If you’re looking for a camera with a brighter lens, your pick in this size range should be the Fujifilm X10 ($600), which also has one of the bigger sensors in the fixed-lens realm (a 2/3-inch-type CMOS sensor). This is a retro-looking camera with skills to back up its photogenic looks, thanks to an F2.0 lens (4X; 28mm to 112mm), an optical viewfinder, a hot shoe, and 1080p video recording at 30fps. It doesn’t have an adjustable LCD screen like the other cameras in this category, however.
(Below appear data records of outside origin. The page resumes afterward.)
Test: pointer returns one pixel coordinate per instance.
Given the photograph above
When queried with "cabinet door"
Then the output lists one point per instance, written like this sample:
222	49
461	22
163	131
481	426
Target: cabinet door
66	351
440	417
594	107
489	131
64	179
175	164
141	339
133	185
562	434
|Price (lowest to highest)|
|Nikon Coolpix P310||$330|
|Canon PowerShot S100||$430|
|(tie) Samsung EX2F||$500|
|(tie) Panasonic Lumix DMC-LX7||$500|
|(tie) Canon PowerShot G12||$500|
|(tie) Nikon Coolpix P7100||$500|
|Sony Cyber-shot RX100||$650|
|Canon PowerShot G1 X||$800|
Buying advice: The more you pay, the bigger sensor you’ll get. The $800 Canon PowerShot G1 X will give you an imager nearly the size of the one you’d find in a DSLR. If you’re looking for a combination of a big sensor and a fast lens, the F2.0 Fujifilm X10 is the best fit in this category. The Canon PowerShot G12 and Nikon Coolpix P7100 are basically twins, and although they have smaller sensors, they’re still excellent cameras that scored well in PCWorld Labs’ image tests. Their CCD sensors capture good-looking photos, but they’re probably not the best options for those who want to shoot a lot of high-definition video.